The setup for this metaphor is a bit convoluted-bear with me.

I am currently sharing a bedroom with my youngest sister, and she likes to have movies on while she goes to sleep. I can sometimes sleep with the TV on, but not always. So tonight I was awake when the movie got over and I was trying to turn things off with the remotes. And no matter how many times I pressed "stop", the darn thing just kept playing.

Now keep in mind it had been a long day, it was dark and I am (as previously mentioned) horrifically nearsighted. Also be aware that on this particular remote control, the "stop" and "play" buttons are the same shape and size. So it took me perhaps thirty seconds to check my remote orientation and realize I was holding it upside down; the entire time I thought I was pressing "stop", I was in fact pressing "play".

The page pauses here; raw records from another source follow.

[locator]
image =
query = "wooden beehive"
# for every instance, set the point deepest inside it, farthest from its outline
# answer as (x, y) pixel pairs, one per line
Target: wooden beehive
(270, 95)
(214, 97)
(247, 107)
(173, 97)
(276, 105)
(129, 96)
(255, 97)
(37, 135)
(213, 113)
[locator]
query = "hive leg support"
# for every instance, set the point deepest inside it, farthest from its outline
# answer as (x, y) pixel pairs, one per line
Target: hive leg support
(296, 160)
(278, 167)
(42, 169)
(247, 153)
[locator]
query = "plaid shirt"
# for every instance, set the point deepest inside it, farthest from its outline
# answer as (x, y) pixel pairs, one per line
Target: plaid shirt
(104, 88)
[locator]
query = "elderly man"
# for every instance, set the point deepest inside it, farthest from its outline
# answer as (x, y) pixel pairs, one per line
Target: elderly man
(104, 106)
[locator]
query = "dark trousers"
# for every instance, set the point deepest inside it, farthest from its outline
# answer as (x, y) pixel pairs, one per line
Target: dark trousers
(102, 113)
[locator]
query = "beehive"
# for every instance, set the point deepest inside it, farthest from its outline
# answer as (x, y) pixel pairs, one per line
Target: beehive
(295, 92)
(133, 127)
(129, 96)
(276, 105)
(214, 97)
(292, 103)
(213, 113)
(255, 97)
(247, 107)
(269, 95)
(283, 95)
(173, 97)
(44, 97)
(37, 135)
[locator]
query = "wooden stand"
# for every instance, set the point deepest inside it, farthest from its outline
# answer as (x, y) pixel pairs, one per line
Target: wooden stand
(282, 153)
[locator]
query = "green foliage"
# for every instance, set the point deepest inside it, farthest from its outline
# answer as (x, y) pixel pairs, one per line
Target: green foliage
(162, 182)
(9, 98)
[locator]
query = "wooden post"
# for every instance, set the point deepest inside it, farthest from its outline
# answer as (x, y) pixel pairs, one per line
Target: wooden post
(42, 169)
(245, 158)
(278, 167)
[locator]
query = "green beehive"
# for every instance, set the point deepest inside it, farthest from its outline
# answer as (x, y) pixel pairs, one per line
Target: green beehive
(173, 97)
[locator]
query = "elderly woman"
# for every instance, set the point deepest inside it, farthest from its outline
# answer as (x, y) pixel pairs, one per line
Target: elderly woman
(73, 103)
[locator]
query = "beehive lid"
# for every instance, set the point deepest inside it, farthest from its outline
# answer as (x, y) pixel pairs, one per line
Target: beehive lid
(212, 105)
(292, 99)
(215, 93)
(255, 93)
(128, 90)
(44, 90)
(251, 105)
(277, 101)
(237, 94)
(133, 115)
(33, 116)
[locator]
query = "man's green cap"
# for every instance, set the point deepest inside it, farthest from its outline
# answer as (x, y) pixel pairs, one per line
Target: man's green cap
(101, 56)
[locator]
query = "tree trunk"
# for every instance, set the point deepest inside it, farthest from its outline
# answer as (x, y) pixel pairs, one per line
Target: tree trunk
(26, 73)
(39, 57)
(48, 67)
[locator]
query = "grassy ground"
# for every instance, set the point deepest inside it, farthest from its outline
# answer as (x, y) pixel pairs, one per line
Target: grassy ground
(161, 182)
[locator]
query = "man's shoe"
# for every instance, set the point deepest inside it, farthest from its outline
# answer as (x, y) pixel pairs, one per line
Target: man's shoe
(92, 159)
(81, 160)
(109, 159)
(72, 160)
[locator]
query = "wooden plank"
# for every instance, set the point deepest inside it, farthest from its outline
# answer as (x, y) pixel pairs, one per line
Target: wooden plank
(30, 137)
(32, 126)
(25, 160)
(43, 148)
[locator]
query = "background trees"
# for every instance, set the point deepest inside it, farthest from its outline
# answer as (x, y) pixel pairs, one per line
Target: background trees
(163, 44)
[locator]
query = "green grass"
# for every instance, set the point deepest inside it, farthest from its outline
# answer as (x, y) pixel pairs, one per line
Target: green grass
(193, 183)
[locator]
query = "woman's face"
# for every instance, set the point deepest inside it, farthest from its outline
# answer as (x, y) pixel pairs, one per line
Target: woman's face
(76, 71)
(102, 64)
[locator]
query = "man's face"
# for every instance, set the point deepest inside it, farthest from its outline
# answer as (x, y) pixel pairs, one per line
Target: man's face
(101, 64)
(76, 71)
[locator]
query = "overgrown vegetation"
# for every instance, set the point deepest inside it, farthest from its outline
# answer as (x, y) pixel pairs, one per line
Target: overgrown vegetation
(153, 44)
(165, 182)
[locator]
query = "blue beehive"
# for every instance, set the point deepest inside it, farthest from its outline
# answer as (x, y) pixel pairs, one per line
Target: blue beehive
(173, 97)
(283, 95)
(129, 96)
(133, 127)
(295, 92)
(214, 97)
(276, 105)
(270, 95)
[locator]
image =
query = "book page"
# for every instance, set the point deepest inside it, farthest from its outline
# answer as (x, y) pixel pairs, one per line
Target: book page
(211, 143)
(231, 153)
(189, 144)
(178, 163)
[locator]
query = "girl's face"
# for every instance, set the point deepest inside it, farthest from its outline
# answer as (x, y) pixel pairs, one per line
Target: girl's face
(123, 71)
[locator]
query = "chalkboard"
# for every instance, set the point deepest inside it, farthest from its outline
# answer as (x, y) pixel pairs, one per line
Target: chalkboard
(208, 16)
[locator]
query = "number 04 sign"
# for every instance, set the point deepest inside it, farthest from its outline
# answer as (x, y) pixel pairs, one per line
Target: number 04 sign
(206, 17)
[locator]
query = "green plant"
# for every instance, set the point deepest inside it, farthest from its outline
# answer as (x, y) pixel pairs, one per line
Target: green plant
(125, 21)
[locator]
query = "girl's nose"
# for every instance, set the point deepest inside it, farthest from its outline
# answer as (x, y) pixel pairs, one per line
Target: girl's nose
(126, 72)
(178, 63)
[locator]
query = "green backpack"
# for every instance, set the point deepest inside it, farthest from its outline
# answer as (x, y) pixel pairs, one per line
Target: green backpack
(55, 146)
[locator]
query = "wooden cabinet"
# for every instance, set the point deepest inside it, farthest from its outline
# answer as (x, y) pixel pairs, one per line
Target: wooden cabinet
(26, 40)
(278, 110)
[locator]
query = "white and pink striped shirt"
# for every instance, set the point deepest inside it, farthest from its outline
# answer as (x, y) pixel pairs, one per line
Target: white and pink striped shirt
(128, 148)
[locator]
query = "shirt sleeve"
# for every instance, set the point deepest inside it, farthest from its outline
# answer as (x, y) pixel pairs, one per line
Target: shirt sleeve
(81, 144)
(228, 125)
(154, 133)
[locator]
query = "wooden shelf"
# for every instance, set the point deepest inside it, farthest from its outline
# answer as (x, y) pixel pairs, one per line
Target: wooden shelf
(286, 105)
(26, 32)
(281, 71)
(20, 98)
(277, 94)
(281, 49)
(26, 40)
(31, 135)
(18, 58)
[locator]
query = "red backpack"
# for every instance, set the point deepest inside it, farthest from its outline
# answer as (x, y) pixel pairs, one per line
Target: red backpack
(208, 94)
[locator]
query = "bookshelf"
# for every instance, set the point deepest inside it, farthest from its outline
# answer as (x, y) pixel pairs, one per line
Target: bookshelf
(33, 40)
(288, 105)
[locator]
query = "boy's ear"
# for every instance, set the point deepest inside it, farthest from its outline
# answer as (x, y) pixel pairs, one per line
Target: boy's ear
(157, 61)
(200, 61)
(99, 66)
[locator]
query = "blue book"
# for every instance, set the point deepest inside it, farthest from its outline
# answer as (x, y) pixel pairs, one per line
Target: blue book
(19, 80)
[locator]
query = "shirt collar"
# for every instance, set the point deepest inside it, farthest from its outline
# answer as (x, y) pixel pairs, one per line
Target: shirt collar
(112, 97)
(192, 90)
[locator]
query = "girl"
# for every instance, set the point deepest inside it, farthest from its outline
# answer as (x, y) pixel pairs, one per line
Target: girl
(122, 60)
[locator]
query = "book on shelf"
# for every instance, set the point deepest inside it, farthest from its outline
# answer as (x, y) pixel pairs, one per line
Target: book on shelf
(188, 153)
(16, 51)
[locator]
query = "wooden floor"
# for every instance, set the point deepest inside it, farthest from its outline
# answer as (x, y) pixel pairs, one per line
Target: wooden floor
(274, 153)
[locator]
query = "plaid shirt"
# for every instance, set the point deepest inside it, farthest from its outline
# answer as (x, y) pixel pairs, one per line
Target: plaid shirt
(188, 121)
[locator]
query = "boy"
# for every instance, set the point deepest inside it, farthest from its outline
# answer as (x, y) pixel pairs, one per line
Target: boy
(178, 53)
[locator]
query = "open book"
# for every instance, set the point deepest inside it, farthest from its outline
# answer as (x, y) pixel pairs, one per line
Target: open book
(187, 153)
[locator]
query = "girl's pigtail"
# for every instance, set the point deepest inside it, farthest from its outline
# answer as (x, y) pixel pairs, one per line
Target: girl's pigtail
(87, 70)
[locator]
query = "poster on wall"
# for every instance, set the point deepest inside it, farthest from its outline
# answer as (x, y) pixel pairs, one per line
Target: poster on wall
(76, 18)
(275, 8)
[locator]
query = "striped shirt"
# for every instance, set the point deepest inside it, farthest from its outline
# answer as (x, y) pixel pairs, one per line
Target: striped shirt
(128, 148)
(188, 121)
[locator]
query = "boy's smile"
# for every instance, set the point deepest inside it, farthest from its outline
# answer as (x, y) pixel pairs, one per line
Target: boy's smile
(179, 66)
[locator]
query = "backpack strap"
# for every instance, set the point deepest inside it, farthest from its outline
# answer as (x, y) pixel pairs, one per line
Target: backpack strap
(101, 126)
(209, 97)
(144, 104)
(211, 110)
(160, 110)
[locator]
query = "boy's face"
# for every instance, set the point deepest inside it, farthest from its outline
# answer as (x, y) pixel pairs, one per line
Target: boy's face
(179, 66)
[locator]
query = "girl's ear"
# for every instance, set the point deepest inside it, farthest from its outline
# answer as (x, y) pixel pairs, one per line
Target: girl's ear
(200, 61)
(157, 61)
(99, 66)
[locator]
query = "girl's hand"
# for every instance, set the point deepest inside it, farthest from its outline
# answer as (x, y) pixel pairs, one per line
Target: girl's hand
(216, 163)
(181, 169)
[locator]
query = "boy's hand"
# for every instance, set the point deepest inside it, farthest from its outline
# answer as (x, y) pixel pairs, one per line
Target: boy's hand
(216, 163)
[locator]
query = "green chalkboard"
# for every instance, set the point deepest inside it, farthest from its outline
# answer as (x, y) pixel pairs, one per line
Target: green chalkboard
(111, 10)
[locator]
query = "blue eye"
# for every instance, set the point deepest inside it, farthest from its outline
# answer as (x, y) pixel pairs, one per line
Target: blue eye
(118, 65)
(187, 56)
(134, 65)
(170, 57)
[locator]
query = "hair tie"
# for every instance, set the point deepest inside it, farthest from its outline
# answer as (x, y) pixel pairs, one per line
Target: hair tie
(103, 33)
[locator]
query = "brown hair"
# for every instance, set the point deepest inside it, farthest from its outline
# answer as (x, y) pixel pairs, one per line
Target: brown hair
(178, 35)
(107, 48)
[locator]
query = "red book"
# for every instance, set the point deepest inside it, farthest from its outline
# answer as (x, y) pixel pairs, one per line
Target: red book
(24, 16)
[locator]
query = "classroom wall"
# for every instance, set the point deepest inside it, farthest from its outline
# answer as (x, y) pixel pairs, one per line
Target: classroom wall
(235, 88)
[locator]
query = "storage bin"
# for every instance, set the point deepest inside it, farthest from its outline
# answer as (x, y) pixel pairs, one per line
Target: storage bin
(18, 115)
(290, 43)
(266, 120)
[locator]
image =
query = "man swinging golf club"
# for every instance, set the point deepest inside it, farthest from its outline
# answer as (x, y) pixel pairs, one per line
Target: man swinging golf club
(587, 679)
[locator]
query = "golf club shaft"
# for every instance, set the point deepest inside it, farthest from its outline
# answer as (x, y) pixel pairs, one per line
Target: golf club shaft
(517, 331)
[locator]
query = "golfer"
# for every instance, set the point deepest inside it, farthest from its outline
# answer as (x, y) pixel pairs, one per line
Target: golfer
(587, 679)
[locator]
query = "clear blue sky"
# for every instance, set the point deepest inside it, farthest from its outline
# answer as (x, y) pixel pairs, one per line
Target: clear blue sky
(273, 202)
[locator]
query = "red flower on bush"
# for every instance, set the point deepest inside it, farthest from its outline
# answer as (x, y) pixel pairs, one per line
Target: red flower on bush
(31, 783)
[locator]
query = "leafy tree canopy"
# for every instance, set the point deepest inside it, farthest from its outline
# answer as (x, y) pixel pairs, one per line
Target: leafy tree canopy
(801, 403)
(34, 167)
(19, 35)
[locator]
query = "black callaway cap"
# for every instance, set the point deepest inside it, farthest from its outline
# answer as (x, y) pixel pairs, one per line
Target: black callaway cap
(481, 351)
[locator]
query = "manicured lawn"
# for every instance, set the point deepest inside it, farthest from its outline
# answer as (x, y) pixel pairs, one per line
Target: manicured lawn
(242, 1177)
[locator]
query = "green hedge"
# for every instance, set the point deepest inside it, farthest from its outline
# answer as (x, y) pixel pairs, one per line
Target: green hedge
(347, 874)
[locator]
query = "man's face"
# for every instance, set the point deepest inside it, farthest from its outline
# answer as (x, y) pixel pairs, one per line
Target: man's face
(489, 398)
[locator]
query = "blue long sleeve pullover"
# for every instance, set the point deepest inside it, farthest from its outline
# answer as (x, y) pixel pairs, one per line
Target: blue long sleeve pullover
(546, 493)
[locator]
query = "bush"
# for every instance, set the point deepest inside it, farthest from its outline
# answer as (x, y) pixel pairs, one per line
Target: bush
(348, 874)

(That's IT for the setup, promise; on to the actual metaphor now. Still with me? Good.) Here is the point: how many things in my life am I trying to do by pressing the wrong button? And how many wrong buttons am I pushing because I am unaware that I am holding the remote upside down?

I don't wish to whine, so I will just say my life hasn't exactly turned out the way I thought it would. I spend a lot of time thinking about this-where did I go wrong, what do I need to change, is this some kind of test, if so is there EVER any end to it so I can just get the blasted grade and have done with it already, etc. The last six months have been especially question-filled, as I 1) went through the Titanic of relationship-endings, 2) lost my job, and 3) at the age of almost-thirty, moved back to my home state and in with my parents.

Not to say that any of this has been bad for me. That guy turned out to be either a complete moron or an unbelievable jerk or some combination of the two (the jury's still out on that); I found a job I love, rather than one I thought I should; and living with my parents has been actually really great, so what could have been unbearably traumatic turned out for the best-as things usually do. But I still can't see, as Anne Shirley would say, past the bend in the road. And so I wonder if maybe there are things that I am doing facing the wrong direction, or if the method I am using is the wrong one.

I am trying, as I said a few days ago, not to dwell on the past. It is what it is and no amount of wishing or regret will make it any different. But what about the future? Is there something I can make different by changing something I am not seeing? And how can I find what I can't see if I don't know where to look?